Pyogenic infections associated a result of portal vein drainage abscesses may occur as a result of diverticular disease, pancreatitis, inflammatory bowel disease, peptic ulcer disease, malignancy or peritonitis.

Non penetrating trauma to the liver may also lead to liver abscess by causing liver necrosis, hemorrhage and bile leakage which can lead to bacterial proliferation and abscess formation.

May be a secondary infection with amebic abscess, primary or secondary liver tumors, hepatic transplantation, hepatic artery embolization therapy and radioablation therapy.

The right hepatic lobe is involved more often than the left hepatic lobe 2:1.

Hepatic abscesses may be bilateral in 5% of cases.

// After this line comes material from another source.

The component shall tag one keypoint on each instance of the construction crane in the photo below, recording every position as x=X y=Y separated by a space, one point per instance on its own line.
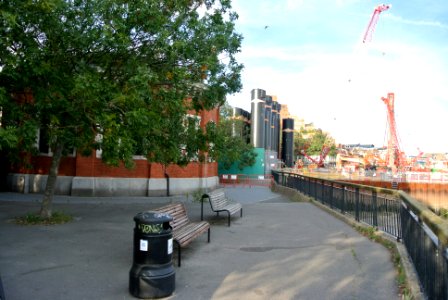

Localized septic thrombophlebitis related to infections in the portal bed can lead to liver abscess by septic emboli in the portal circulation with trapping in the liver sinusoids.

Microabscesses may develop in the liver from hematogenous dissemination of organisms from a systemic bacteremia, such as endocarditis or pyelonephritis.

May develop from immune abnormalities in chronic granulomatous disease and leukemia.

Cryptogenic causes account for significant number of cases.

Bacterial abscess relatively rare process.

Mortality rates with modern drainage techniques have decreased to 5-30%.

Prevalence of bacterial liver abscess has remained the same.

Without treatment the process of bacterial abscess is fatal.

Polymicrobial in 80% of cases.

Amebic abscesses due to Entamoeba histolytica account for 10% of cases.

Fungal abscesses account for 10% of cases.

Appendicitis cause of hepatic abscess in 10% of cases.

Biliary tract disease is the most common cause for bacterial abscess, as obstruction of bile flow allows bacterial proliferation.

Abscesses from biliary disease usually associated with multiple lesions.

Pyogenic infection associated with systemic bacterial seeding from endocarditis sepsis or oral bacteria.

Pyogenic infection may occur as a contiguous infection from cholecystitis, subphrenic abscess, perinephric abscess or trauma related infection.

Pyogenic liver abscess patients usually in middle age, about 50-60 years of age.

Pyogenic abscess patients usually resent with fever (80%), and abdominal pain in 70% of cases.

Pyogenic liver abscess patients may have nausea, vomiting, weight loss and about 50% have hepatomegaly with right upper quadrant tenderness, or jaundice.

Pyogenic abscess associated with leucocytosis, anemia, elevated erythrocyte sedimentation rate and occasionally mild elevation of liver function tests.

Pyogenic abscess associated with increased alkaline phosphatase levels in two thirds of patients, and it is out of proportion to other liver function tests.

Blood cultures are positive in about 50% of cases and the early empiric use of antibiotics can often lead to sterile abscess fluid and negative blood cultures.

Most lesions are polymicrobial with the most common organisms E. Coli, Klebsiella pneumoniae, Proteus species, and Streptococcus species.

Complications include: sepsis, empyema, or peritonitis from rupture into the pleural or peritoneal spaces, and retroperitoneal extension.

Treatment should include drainage, either percutaneous or surgical.

Antibiotic therapy as a sole treatment modality is not routinely advocated, though it has been successful in a few reported cases.

Antibiotic therapy as a sole treatment may be the only alternative in patients too ill to undergo invasive procedures or in those with multiple abscesses not amenable to percutaneous or surgical drainage.

In these instances, patients are likely to require many months of antimicrobial therapy.

Antimicrobial treatment is a common adjunct to percutaneous or surgical drainage.

Percutaneous drainage and aspiration have become the standard of care.

Indications for the surgical treatment of pyogenic liver abscess are for the treatment of underlying intra-abdominal processes, existence of a known abdominal surgically approachable abnormality, failure of previous drainage attempts; and the presence of a complicated, multiloculated, thick-walled abscess with viscous pus.

A laparoscopic approach is also commonly used.